BOISE, Idaho (AP) — A unique population of salmon that for thousands of
years has been reproducing in one of Idaho’s wildest places experienced
a small increase in adults returning to spawn this year.



But the number of chinook salmon returning to the Middle Fork of the
Salmon River and its tributaries is just a tiny fraction of historic
numbers, experts said.



“More is better, but it’s still abysmal numbers,” said Russ Thurow, a
research fisheries scientist with the U.S. Forest Service based in the
small city of Salmon. “We’re bouncing around just above extinction."

A survey completed in September of spawning beds found that about 900
chinook salmon, which can surpass 20 pounds, returned this year
compared to 320 last year.



Most of the basin is protected in the Frank Church River of No Return
Wilderness. It contains about 460 miles of still pristine spawning
habitat that in the 1800s experienced an annual return of an estimated
150,000 adult salmon.



Spawning bed surveys from the 1950s and 1960s led to an estimate of
nearly 50,000 salmon returning those years before the runs plummeted
following the completion of dams on the Snake River.



Middle Fork Salmon River chinook salmon have a pristine habitat, are
not influenced by salmon hatcheries and are rarely caught by anglers
based on studies that track tagged salmon.
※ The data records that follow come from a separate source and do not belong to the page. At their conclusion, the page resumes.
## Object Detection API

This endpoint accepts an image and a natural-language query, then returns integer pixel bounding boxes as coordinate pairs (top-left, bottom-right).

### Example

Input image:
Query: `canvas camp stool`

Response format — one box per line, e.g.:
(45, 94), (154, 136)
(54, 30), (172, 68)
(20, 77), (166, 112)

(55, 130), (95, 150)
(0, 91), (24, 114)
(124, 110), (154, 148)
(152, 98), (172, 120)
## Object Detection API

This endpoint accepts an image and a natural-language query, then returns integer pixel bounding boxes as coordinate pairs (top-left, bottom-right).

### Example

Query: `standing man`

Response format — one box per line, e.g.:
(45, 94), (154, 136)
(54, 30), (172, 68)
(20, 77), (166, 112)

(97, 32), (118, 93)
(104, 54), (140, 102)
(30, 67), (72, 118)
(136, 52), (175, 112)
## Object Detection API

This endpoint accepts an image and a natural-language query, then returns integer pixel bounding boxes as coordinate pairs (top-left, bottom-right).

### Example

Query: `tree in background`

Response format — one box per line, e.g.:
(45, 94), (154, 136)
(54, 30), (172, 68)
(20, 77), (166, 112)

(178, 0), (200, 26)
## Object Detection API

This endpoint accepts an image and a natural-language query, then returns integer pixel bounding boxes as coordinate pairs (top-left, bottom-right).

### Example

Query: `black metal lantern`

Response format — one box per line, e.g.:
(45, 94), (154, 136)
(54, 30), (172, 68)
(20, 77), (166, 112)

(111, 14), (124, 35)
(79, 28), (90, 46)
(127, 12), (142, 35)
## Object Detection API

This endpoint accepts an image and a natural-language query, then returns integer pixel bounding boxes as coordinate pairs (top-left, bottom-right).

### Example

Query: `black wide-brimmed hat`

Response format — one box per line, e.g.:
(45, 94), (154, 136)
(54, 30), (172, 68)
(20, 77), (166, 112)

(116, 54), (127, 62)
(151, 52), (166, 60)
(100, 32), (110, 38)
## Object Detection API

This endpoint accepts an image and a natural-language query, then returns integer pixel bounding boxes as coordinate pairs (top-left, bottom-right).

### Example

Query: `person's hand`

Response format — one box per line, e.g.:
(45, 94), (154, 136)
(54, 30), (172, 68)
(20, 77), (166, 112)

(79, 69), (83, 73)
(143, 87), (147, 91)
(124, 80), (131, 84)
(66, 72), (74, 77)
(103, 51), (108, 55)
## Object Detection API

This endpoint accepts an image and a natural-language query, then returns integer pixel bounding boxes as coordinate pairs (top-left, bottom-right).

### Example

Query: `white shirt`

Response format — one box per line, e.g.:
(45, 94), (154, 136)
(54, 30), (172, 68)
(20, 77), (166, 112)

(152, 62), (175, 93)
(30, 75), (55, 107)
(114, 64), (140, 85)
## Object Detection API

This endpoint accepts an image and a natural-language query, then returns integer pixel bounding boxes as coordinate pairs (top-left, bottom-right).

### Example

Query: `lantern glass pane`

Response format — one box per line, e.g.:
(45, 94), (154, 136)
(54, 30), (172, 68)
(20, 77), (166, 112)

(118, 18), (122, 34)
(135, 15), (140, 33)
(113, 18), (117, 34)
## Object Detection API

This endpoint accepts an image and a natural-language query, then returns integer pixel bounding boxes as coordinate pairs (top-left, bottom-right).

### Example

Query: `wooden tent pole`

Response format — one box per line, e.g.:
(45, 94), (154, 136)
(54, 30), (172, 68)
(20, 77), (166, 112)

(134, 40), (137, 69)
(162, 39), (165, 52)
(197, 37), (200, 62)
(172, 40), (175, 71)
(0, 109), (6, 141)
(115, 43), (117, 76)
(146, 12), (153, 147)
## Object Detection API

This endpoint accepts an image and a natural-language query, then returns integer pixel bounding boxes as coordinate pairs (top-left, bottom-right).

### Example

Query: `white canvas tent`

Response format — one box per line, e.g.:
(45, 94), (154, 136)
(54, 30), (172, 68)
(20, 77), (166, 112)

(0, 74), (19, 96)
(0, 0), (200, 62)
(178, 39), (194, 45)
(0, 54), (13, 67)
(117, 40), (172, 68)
That isolates dams used for
hydropower as the main problem limiting the fish’s recovery.



Salmon from Idaho must pass through four dams on the Snake River in
eastern Washington and four more on the Columbia River.



Throughout the Columbia River Basin, more than $16 billion has been
spent over the past three decades trying to save salmon and steelhead.



In a decision criticized by environmentalists, the U.S. government in
July announced that four huge dams on the Snake River in Washington
state will not be removed.



“Until we do a better job of reducing those harms caused by the hydro
systems, and especially for Snake River fish, I think that we’re going
to continue to spend a lot of money and not deliver results,” said
Joseph Bogaard of the Save Our Wild Salmon coalition.